Do you know of any tool that could assist me in obfuscating python code?
Your problem space is underspecified. Is this for a command-line app? Is this code supposed to be used as a library?
In addition to the two other answers, you could embed the code into a binary. When it starts, decode the code and eval the string. This works for a shared library extension as well. You could also do that with byte code, I think, but it wouldn't be as simple as calling Py_EvalCode.
py2exe or freeze are other solution, which convert the code into an executable. It just includes the code in the binary, and doesn't do any sort of serious obsfucation, but it's still harder than opening a .py file.
You could write the code in Cython, which is similar to Python and writes Python extension files in C, for use as a .so.

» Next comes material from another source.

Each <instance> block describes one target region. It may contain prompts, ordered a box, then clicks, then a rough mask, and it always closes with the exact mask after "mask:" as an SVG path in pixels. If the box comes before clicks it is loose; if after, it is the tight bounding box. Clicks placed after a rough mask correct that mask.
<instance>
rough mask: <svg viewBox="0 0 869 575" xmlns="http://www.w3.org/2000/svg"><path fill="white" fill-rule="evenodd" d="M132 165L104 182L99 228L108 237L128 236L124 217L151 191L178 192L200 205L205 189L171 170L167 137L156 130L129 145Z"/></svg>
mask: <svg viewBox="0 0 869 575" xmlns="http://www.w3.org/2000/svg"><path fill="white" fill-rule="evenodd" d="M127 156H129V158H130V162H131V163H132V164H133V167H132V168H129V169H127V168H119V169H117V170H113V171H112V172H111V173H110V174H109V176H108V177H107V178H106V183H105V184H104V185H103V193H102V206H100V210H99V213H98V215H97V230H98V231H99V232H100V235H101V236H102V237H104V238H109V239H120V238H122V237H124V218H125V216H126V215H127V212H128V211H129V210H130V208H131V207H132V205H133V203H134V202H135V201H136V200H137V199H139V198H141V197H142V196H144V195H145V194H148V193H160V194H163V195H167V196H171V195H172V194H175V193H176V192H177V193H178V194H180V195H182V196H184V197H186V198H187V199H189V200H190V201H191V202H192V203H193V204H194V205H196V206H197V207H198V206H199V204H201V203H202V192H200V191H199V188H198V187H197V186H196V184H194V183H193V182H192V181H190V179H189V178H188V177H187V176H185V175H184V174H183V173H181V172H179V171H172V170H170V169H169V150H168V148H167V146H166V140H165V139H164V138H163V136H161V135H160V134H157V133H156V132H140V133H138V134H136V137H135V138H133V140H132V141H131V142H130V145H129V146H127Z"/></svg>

That's perhaps the hardest of these to reverse engineer and still give you a high-level language for develoment.
They are all hackable, as are all solutions. How hard to you want it to be?
I actually found a very nice project which basically converts a Python to C++ and create a binary, statically linked file.
Check this out: http://www.nuitka.net/
Python's standard library includes compileall.py. You can run this on a directory and it will generate .pyc files for all your source files. The .pyc files will only include bytecode and docstrings, and will strip out all comments. You could then copy this directory, and then run something like
rm -rf $(find . -name .py) to remove the original source files.
Your best bet is to compile it using Shed Skin, an experimental Python-to-C++ compiler.
Although it doesn't do obfuscation, this Python recipe works very well for minimizing the size of Python code, including stripping out comments.